Die Musik Fréderic Chopins strahlt voll Brillanz nach außen und voll Intimität nach innen. Sie umfasst tänzerisch leichtfüßige Salonfreuden ebenso wie abgründige Monumentalwerke, ist eben noch sinnlich singend und expressiv, um im nächsten Moment mystische Abgründe aufzutun. Mit keinem Instrument hat sich Frédéric Chopin dabei intensiver auseinander gesetzt als mit dem Klavier.

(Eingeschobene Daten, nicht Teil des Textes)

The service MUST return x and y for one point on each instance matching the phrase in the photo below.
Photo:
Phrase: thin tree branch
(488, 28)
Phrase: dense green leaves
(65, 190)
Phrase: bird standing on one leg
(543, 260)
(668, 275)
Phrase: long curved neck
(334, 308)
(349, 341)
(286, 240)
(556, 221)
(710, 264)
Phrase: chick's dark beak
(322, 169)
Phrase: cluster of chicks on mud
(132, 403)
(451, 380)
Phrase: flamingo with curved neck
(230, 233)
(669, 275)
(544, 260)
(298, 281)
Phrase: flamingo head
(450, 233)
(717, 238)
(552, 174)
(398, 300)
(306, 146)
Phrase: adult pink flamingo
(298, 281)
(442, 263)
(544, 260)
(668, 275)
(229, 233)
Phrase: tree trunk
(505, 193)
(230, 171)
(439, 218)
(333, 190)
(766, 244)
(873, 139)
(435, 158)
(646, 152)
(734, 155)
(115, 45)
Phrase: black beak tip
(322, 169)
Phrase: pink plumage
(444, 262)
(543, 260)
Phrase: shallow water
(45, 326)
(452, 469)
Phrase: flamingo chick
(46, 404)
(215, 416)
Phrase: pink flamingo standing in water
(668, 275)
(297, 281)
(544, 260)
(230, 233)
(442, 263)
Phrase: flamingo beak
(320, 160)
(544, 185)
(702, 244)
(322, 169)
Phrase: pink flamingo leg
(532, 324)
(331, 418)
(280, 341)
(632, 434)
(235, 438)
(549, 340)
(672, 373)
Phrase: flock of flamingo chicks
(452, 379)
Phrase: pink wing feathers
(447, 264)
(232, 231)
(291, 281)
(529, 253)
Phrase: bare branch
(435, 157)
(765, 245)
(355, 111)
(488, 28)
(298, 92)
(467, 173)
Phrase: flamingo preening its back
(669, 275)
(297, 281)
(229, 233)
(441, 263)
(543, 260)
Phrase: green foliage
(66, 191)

Der polnische Komponist selbst hat das Tasteninstrument einmal als sein zweites Ich bezeichnet und wenn es einen Stückezyklus gibt, der diese musikalische Seelenverwandtschaft aufs Eindrücklichste widerspiegelt, dann sind es die 24 Préludes op.28, die eines der komplexesten, vielgestaltigsten und persönlichsten Werke Chopins darstellen. Nun hat sich der chinesische Pianist Yundi daran gemacht, dieses gewaltige Opus einzuspielen und präsentiert auf seinem jüngsten Album eine meisterhafte und dabei berührend persönliche Interpretation der berühmten Klangbilder.
Frédéric Chopin erarbeitete seine 24 Préludes zwischen 1836 und 1839 und schuf mit ihnen einen absoluten Höhepunkt seines kompositorischen Schaffens. Stilbildend für die Gattung des Prélude und in ihrer Vielseitigkeit, Dichte und Komplexität deutlich beeinflusst von dem Wohltemperierten Klavier von Johann Sebastian Bach, präsentieren die Stücke die Chopin’sche Klangwelt in ihrem ganzen Reichtum: Harmonisch erstaunlich weit gespannt und in ihrem musikalischen Inhalt mal von schlichter melodischer Schönheit, mal von rhythmischer Raffinesse und virtuoser Wendigkeit bestimmt, offenbaren die Préludes eine Vielzahl an unterschiedlichsten Stimmungen.
Mit seinen ebenso zarten wie leidenschaftlichen Miniaturen erschuf Chopin so einen ganz eigenen Kosmos, in dem eindrucksvoll die Extreme ausgelotet werden und musikalische Aphorismen von bestechender Eindringlichkeit erklingen. Und auch wenn Einzelstücke wie das Regentropfen-Prélude häufig für sich stehend aufgeführt werden, offenbaren die Préludes doch erst in der Gesamteinspielung ihre Tragweite und Tiefe.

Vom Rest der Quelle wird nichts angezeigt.